We shall devote the whole of the first number of this volume, (for 1864,) and a portion of each succeeding number, until we have finished the subject, to a condensed summary of the proceedings of the various Associations, which have been organized in this country on a National or State basis, to advance the cause of education generally, and particularly to give increased efficiency to the profession of teaching. We begin with the NATIONAL TEACHERS' ASSOCIATION, the latest formed, and which promises to enlist a large number of American teachers in a work which is peculiarly their own. The nature and objects of such an organization are admirably set forth in the Address prepared by Professor Russell, for the Convention in which the Association originated, and with which we shall introduce the subject—after devoting a few words to its author.
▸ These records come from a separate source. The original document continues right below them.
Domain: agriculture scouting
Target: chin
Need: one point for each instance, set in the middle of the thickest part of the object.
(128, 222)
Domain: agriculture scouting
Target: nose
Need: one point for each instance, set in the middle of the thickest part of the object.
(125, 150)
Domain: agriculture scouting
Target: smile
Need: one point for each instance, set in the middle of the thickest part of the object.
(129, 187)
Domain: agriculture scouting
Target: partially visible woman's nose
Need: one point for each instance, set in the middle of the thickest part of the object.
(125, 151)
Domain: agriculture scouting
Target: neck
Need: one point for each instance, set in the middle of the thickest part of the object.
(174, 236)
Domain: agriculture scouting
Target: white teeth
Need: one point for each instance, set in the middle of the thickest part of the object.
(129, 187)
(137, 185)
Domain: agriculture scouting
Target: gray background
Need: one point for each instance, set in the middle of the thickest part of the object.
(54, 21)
WILLIAM RUSSELL, the early, constant, and able advocate of the professional organization and action of teachers, was born in Glasgow, Scotland, in 1798. Educated in the Latin School and University of his native city, and thoroughly imbued with the spirit and philosophical views of Prof. George Jardine, (author of "Philosophical Education,") he came to this country in 1817, and commenced his life-long work of teacher and educator, in Georgia. In every place and state where he has since lived, he has labored with pen, voice, and personal influence to bring teachers together for consultation and united action. By his "Suggestions on Education," published in New Haven, in 1823, while he was Principal of the New Township Academy, and the Hopkins Grammar School; by his "Manual of Mutual Instruction," in 1826; by the "American Journal of Education," Boston, 1826-9, his advocacy of "Teachers' Associations," before a county convention of teachers at Dorchester, (Mass.,) in 1830, and of "Infant and Primary Schools," in Boston, in the same year; by his "Journal of Instruction," in 1831, the organ of the Philadelphia Association of Teachers, which he projected during his connection with a School for Young Ladies' in Germantown, and afterward in Philadelphia; by his "Lectures on Normal Training,"
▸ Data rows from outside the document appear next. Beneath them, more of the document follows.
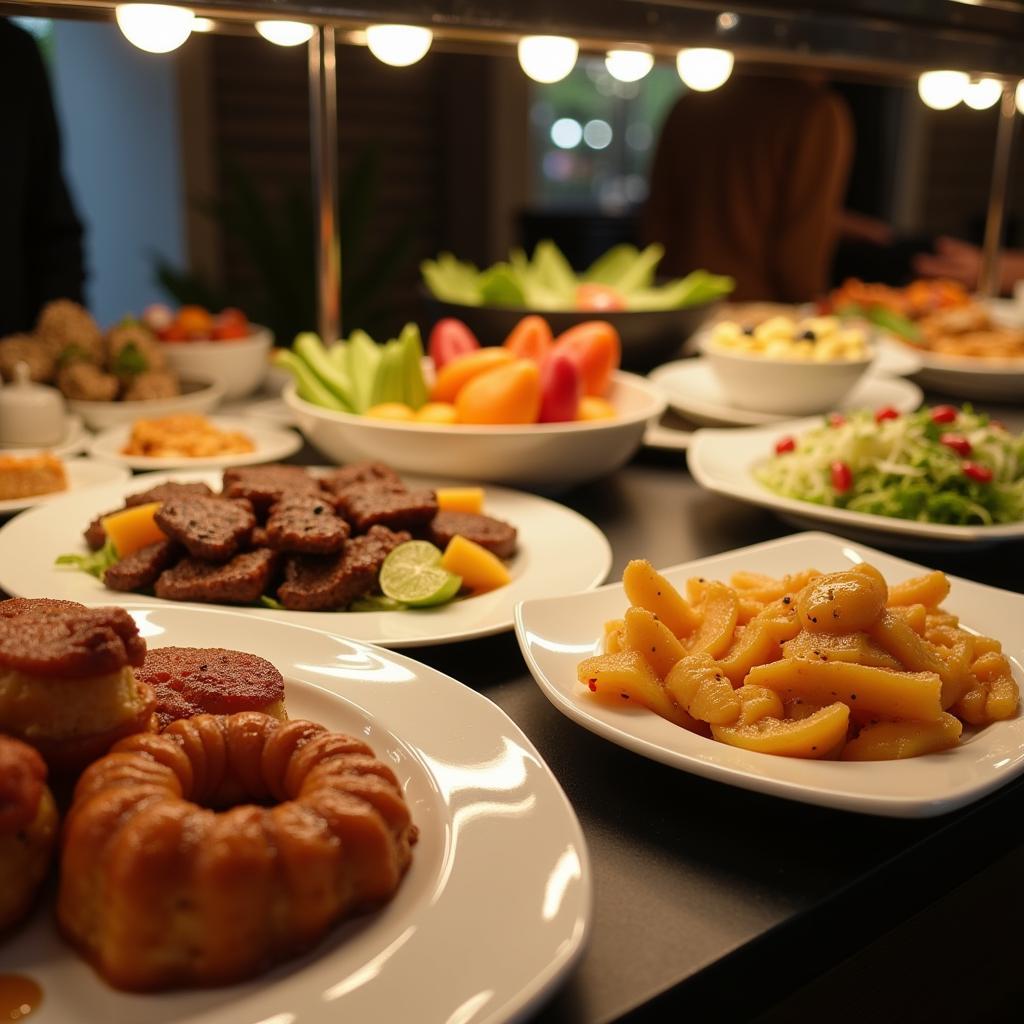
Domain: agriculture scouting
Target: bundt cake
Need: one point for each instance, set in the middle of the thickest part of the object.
(204, 854)
(189, 681)
(28, 827)
(66, 679)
in his Normal School at Reed's Ferry, in New Hampshire, and at Lancaster, Mass., since published in Barnard's "American ournal of Edu cation," by his "Address on the Education of Females," at Andover, Mass., in 1843; by his "Suggestions on Teachers' Institutes," first issued in 1846, and his annual labors and instructions in those eminently professional schools for twenty years past; by his published lectures on "Duties of Teachers," in 1850, on the "Encouragements of Teachers," in 1853, and on the "Organization of Teachers as a Profession," before the New Hampshire State Teachers' Association, in 1849, and the Massachusetts State Teachers' Association, in 1856, and the National Teachers' Convention, in 1857, Professor Russell has done noble service to the cause of American education, and earned the profound respect and gratitude of every American teacher. How touchingly does he allude to himself and his compeers, in the closing paragraph of his address at Philadelphia, in 1857.

"To have dwelt so long on a single point, amid the many to be carried by the establishment of a national association of teachers, may be pardoned to one who, when he looks round such meetings as the present, in search of those with whom he may most intimately sympathize, finds them few and far between, and all among fellow laborers of forty years' service in the occupation. To himself and his "co-mates" any personal considerations of honor to be derived from the business of teaching becoming an acknowledged profession, can be but small inducement to move in this proposal. To him and to them the lease of active life is drawing to a close. But the sight of so many young and earnest faces, on occasions like the present, with all the bright associations which they suggest in reference to coming years, seems to make it worth while to put forth the hand with what energy is left it, toward the accomplishment of an object in which the prosperity of the future is so largely involved, for the capable and the faithful teachers who are now commencing their professional career."